Eintracht Frankfurt: Die Rettung unter Nico Kovac naht

Wie sich die Zeiten ändern können. Es ist gerade einmal 3 Wochen her, da stand Eintracht Frankfurt mit dem Rücken zur Wand. Direkter Abstiegsplatz und 6 Puntkte Rückstand auf das rettende Ufer. Danach starteten die Hessen eine sensationelle Serie aus 3 Siegen und haben es nun am kommenden Samstag beim Entscfheidungsspiel selbst in der Hand. Ein direkter Abstieg ist nur noch rechnerisch möglich – aber ziemlich unwahrscheinlich.

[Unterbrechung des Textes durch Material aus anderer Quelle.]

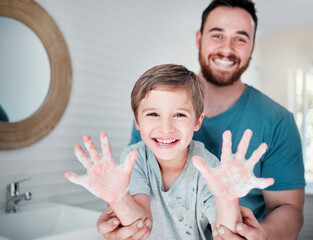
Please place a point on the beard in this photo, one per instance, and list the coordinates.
(221, 78)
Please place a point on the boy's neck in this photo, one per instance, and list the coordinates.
(171, 170)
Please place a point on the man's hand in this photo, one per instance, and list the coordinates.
(250, 229)
(108, 226)
(104, 178)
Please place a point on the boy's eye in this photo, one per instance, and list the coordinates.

Eintracht Frankfurt zählt eindeutig zu den Gewinnern der letzten (und entscheidenden Saisonspiele) im Abstiegskampf. Denn im Gegensatz zum VfB Stuttgart, der zu Beginn der Rückrunde ein Spiel nach dem anderen gewann und nun im Abgrund zu versinken droht, behalten die Hessen in der entscheidenden Phase kühlen Kopf.

Drei Siege in Serie

Ein wichtiger Faktor im Abstiegskampf ist auch der Trainer – Nico Kovac. Er hat dem Team einfache aber konsequente Mittel in Taktik, Überzeugungskraft und Kampfgesit mit an die Hand gegeben. Fragt man die Spieler, so sind sie vollends überzeugt von Kovac’s Mission.

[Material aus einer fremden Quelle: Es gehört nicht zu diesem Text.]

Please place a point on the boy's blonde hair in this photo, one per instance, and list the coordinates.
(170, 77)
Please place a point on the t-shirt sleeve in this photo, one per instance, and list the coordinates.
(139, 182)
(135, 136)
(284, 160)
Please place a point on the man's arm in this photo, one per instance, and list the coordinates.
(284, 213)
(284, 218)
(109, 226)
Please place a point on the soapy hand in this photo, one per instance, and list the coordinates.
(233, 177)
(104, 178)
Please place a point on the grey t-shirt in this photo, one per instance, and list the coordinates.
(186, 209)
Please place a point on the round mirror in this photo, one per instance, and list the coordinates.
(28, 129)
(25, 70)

Die Ergebnisse geben ihm Recht. Denn im Gegensatz zu seinen Vorgänger Armin Veh, erreicht Kovac das Team und hat ihm neues Selbstbewusstsein eingeimpft. Anfgefangen hat alles mit dem glücklichen Last-Minute Sieg im Derby gegen Mainz 05, dass erst kurz vor Schluss die 2:1 Entscheidung zugunsten der Eintracht brachte. Gleiches gilt für das Derby eine Woche später gegen Darmstadt 98, was auch erst spät mit 2:1 an Frankfurt ging.

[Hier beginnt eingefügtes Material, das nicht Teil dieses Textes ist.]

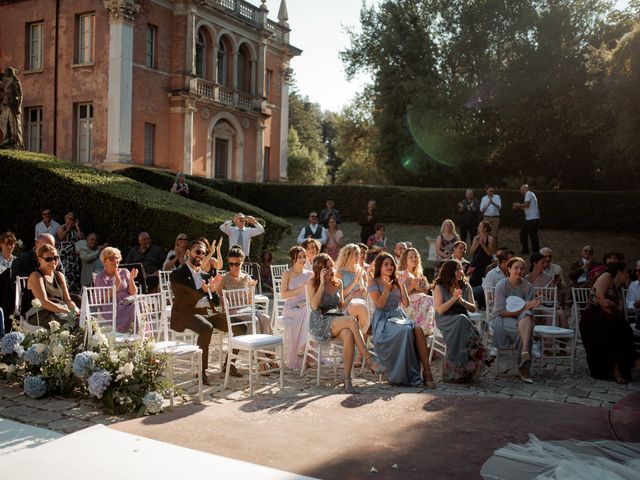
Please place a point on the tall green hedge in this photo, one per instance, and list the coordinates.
(275, 227)
(114, 206)
(575, 210)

Nun also das harte Heimspiel gegen den „besten Vizemeister aller Zeiten“ Borussia Dortmund. Den Hessen reichten 15 ganz starke Minuten zu Beginn der ersten Halbzeit um die Entscheidung zu fällen.

Bereits nach 14 Minuten traf Stefan Aigner mit einer Standardsituation. Fast die gesamte Anzahl ihrer Chancen hatten die Hessen in der ersten Viertelstunde. Danach spielte nur noch Borussia Dortmund und stemmte sich gegen die Niederlage – die erste in der Bundesliga im Jahr 2016. Es nützte nichts. Eintracht Frankfurt verbarrikadierte sich teils mit bis zu 10 Mann vor dem eigenen Tor und ließ auch dank Torhüter Lukas Hradecky keinen Ball mehr rein.

Selbst deutlich über 70 Prozent Ballbesitz, ein deutliches Chancen-Plus und der deutlich wahrnehmbare Wille nicht zu verlieren konnte die erste Niederlage des Kalenderjahrs nicht verhinder.

Entscheidungsspiel im Weserstadion

Der Frankfurter Eintracht konnte es recht sein. Sie hatte damit gar nicht gerechnet und können dank des unverhofften Sieges möglicherweise auch ohne Relegation für weiter für die 1. Bundesliga planen.

Im finalen Spiele gegen Werder Bremen (aktuell Platz 16) kommt es zum Showdown. Wer verliert muss auf jedem Fall in die Relegation (im sehr unwahrscheinlichen Fall das Stuttgart mit 6 Toren Unterschied gewinnt sogar direkt absteigen). Es wird auf jedem Fall spannend am kommenden Samstag um 15:30 Uhr im Weserstadion von Bremen.